An Indian man and woman stand in front of an open van.
Tejinder Singh and his wife Gurpreet Kaur rely on their van to deliver hot meals to the homeless.

ABC Radio Darwin: Jesse Thompson

Tejinder Singh and Gurpreet Kaur have an open door policy for their home and vehicle — if you are helping Darwin's homeless community, the assets are yours to use.

Since 2012, the couple has dedicated the last Sunday of each month to loading up their van with homemade rice and chickpea curry, then delivering the steaming hot meals to people sleeping rough.

Their effort has prompted two other groups to come on board — a community group of about 20 people in 2015 and then, over the weekend, the Lions Club.

The grassroots operation now has three out of every four Sundays covered.

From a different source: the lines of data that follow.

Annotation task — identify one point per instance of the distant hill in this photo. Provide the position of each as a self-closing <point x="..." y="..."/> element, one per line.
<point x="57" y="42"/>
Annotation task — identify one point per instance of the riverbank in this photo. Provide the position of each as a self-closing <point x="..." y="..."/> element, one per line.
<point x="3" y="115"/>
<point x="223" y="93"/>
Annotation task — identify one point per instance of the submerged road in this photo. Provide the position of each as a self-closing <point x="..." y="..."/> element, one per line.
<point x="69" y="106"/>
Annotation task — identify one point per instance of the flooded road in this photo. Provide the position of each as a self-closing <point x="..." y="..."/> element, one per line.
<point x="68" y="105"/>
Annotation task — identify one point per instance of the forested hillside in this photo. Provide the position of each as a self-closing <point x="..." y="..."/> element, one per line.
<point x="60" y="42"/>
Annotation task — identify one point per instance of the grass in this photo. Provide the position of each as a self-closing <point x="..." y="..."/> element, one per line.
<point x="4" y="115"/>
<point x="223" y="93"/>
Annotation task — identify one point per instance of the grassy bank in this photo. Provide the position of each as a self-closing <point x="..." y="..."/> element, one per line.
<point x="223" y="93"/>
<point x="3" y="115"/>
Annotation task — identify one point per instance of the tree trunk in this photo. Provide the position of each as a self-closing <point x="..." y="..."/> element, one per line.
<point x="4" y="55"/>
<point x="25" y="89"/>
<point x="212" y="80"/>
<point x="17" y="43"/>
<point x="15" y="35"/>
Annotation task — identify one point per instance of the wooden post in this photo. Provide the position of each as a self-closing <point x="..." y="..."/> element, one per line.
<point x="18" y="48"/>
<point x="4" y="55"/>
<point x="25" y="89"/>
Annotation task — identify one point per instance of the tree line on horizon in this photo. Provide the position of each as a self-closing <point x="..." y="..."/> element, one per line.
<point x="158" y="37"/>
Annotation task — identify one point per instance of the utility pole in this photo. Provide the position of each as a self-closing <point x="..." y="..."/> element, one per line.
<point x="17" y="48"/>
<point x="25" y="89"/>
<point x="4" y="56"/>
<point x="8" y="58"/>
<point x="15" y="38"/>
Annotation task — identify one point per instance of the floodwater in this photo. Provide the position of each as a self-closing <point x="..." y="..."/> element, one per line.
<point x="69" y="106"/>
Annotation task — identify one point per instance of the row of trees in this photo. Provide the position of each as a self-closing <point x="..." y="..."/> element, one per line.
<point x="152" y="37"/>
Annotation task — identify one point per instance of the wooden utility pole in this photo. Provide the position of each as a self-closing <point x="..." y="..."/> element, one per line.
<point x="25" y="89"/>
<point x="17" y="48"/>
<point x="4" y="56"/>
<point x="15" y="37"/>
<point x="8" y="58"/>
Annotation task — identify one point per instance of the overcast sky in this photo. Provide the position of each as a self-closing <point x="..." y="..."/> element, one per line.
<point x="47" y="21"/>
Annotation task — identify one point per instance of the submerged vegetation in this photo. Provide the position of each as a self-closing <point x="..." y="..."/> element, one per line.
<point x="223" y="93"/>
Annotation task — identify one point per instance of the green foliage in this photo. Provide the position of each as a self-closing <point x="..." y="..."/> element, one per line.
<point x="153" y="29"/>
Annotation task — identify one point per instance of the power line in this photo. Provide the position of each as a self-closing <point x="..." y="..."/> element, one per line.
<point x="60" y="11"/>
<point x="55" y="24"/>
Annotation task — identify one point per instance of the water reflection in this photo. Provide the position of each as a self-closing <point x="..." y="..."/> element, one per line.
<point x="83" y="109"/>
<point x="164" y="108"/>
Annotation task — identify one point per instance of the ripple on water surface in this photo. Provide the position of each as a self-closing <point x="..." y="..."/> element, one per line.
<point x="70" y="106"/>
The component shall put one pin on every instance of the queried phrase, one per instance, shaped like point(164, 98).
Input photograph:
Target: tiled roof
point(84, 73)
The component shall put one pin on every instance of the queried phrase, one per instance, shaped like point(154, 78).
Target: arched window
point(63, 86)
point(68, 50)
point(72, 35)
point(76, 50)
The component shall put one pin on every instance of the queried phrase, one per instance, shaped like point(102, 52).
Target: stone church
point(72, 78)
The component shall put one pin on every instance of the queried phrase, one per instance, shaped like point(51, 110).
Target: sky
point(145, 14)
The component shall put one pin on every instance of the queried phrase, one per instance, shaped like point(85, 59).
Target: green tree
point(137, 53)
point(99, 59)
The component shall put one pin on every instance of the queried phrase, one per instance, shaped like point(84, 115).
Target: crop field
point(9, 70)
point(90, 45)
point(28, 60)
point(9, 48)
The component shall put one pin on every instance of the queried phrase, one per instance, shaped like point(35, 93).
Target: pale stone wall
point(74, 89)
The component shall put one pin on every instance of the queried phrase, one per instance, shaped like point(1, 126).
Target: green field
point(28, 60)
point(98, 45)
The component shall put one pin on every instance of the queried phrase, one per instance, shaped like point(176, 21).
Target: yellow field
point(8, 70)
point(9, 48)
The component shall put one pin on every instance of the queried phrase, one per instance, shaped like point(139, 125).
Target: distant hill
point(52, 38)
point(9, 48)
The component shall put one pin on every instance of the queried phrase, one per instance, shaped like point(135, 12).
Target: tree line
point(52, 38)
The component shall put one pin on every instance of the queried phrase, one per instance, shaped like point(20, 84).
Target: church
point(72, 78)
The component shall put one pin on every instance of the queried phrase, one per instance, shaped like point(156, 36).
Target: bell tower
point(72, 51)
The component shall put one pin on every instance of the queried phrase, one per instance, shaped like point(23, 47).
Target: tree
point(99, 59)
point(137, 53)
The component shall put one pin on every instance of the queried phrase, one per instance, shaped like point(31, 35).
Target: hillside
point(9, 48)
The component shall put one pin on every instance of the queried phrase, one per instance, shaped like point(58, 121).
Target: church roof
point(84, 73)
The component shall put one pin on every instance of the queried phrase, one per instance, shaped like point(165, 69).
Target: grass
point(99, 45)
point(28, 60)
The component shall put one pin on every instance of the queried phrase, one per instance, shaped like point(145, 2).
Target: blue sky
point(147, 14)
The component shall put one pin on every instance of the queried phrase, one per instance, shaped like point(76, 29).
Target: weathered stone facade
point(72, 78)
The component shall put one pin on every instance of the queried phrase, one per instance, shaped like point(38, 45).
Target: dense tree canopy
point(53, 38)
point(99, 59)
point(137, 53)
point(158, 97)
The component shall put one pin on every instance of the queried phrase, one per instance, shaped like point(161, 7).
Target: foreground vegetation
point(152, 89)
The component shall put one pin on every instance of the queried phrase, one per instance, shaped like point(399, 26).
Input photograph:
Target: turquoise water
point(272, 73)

"They can use anything from our house if they want to come and help the homeless people."

A man hands out a plastic container of food to another man.
Mr Singh hands out free Indian food from the boot of his van.

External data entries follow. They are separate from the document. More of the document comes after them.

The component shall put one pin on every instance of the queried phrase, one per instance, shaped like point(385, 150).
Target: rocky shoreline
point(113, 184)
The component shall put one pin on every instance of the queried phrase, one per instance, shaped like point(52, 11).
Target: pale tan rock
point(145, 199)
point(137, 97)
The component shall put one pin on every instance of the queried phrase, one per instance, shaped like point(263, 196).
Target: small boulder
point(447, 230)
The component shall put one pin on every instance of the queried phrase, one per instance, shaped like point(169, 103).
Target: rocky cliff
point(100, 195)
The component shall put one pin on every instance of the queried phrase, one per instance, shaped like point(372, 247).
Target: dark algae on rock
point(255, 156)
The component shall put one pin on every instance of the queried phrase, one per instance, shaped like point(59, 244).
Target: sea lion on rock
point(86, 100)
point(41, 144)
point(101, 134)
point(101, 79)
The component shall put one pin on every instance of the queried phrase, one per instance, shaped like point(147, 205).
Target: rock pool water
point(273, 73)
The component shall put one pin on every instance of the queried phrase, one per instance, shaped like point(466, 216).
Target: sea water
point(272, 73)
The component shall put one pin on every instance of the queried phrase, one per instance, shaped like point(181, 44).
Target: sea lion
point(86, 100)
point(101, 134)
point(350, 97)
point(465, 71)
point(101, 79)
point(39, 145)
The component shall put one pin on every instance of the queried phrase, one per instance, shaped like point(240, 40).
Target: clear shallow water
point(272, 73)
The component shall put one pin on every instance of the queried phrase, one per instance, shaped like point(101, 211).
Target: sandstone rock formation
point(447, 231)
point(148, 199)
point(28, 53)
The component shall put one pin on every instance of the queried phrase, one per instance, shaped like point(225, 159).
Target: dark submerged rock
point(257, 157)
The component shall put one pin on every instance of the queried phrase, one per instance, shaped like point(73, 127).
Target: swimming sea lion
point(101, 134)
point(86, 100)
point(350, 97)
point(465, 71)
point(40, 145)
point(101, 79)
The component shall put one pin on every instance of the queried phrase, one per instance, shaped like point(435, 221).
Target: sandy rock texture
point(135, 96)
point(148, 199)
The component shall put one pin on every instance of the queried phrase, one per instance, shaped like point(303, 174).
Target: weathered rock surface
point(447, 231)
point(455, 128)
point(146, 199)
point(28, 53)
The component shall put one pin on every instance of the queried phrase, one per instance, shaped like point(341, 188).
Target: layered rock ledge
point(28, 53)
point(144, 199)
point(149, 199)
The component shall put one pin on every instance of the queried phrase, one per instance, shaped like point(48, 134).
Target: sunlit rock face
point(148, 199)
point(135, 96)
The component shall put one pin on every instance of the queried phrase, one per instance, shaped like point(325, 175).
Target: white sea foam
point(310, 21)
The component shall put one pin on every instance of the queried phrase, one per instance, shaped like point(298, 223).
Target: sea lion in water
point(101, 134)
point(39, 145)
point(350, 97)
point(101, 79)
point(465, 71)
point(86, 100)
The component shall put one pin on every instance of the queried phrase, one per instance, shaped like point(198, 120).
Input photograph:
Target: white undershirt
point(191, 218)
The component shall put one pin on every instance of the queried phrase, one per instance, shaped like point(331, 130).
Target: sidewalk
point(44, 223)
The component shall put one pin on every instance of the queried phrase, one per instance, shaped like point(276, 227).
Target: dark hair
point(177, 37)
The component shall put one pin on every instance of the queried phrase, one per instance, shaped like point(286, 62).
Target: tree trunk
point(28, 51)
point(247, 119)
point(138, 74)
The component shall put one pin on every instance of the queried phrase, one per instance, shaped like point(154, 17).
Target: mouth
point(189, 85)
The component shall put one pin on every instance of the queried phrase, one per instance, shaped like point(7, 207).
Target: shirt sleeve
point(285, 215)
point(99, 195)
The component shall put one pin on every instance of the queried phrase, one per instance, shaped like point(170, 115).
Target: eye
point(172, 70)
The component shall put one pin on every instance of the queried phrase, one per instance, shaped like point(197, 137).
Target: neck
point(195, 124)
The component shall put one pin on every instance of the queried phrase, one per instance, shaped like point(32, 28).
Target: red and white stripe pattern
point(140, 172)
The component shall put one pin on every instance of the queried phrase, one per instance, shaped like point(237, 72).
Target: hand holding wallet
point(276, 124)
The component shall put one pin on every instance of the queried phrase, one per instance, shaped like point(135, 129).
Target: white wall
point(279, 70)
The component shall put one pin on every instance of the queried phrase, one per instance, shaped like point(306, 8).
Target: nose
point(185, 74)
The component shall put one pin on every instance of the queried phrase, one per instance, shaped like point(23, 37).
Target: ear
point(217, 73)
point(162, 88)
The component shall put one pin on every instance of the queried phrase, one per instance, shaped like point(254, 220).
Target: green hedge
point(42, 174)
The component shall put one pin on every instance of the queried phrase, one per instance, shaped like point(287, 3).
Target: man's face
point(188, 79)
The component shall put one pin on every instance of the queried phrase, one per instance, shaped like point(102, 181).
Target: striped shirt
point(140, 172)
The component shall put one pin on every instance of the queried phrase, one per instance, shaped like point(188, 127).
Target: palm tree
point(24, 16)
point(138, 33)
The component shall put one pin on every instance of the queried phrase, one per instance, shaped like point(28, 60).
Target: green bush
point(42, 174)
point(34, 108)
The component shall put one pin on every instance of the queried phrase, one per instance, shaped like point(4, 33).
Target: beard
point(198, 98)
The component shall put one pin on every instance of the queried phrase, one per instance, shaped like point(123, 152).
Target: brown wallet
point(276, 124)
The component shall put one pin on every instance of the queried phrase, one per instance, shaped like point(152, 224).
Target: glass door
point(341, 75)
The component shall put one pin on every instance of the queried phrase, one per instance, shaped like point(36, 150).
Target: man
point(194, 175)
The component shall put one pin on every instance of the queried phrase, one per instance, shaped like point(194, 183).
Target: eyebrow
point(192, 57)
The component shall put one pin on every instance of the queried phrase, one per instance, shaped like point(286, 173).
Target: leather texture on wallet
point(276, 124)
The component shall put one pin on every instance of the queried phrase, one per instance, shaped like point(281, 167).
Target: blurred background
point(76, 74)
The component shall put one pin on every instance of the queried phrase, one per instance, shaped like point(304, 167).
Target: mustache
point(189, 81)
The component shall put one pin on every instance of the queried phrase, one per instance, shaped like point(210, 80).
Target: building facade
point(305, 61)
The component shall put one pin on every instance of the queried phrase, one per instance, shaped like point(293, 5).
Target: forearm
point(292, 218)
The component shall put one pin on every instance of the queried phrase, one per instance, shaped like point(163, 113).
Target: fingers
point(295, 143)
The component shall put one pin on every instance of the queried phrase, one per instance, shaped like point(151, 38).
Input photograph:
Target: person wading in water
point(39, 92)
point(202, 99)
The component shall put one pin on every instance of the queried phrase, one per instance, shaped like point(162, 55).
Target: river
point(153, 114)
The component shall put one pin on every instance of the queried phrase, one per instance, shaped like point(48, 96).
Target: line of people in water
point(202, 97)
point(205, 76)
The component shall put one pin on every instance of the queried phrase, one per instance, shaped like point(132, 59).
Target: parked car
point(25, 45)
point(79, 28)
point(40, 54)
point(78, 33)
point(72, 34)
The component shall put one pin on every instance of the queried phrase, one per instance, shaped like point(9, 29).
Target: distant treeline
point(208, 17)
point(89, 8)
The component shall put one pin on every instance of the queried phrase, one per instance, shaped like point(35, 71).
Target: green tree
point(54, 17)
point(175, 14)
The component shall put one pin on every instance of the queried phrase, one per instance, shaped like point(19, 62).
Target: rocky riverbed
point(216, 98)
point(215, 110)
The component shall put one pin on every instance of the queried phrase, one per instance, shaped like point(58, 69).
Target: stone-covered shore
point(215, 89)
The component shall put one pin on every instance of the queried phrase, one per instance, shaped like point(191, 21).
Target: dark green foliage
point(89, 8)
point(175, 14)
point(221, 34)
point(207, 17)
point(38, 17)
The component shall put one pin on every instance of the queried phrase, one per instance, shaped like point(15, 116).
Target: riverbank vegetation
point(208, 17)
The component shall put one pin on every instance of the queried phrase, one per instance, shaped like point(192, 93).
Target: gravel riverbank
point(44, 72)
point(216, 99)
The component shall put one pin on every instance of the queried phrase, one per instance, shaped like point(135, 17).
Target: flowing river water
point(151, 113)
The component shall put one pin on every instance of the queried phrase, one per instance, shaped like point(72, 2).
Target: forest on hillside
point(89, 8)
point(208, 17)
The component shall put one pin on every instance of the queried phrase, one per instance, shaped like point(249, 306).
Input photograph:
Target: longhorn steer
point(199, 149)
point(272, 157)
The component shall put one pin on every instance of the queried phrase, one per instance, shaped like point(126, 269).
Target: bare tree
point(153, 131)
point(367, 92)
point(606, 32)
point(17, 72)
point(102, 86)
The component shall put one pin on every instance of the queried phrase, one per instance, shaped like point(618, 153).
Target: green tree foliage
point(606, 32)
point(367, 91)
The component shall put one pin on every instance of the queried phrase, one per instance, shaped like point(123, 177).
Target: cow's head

105.7 ABC Darwin: Emilia Terzon

The task of feeding so many of Darwin's needy is not always easy for Mr Singh, who occasionally works through the night as a taxi driver before hitting the kitchen.

"We cut onions, cut potatoes, prepare everything at night time," he said.

"Early in the morning I start cooking, maybe at about half past five.

"After that I pack all the eskies, so it's a very big job."

A bright orange flag depicting a Sikh Khanda attached to the top of a van.
Mr Singh flies a Nishan Sahib when he drives the van, a Sikh symbol of welcome-ness.

ABC Radio Darwin: Jesse Thompson

With extra hands now on deck, the Lions Club yesterday delivered meals to about 90 people who may have otherwise had to go hungry.

Racist incident prompted pivot to food, faith

Mr Singh, an Indian migrant, was motivated to start making meals for the needy after one of his taxi passengers made a racist remark in 2012.

In retaliation, he undertook a passion project he hoped would familiarise Darwin with his Sikh faith.

"My religion says 10 per cent of your income should go to community support," he said.

Over the past five years, people involved with the project have organised a circuit of 45 stops to deliver food.

A hand points to a list of Darwin addresses attached to a map
Mr Singh traces a circuit of 45 stops through some of Darwin's most disadvantaged areas.

ABC Radio Darwin: Jesse Thompson

Ms Kaur said in the same period, demand had continued to grow.

"We started with 50 people and now sometimes it's 270, and still people are demanding more," she said.

A shed filled with several large vats, an esky, and some containers.
The Singhs' shed is filled with large items of cooking equipment.

ABC Radio Darwin: Jesse Thompson

With the Lions Club now committed to the idea of taking the reins on the fourth Sunday, Mr Singh said he might one day look to doing a delivery run on Saturdays too.

"The people are saying that they look forward to getting the meal every weekend," Ms Kaur said.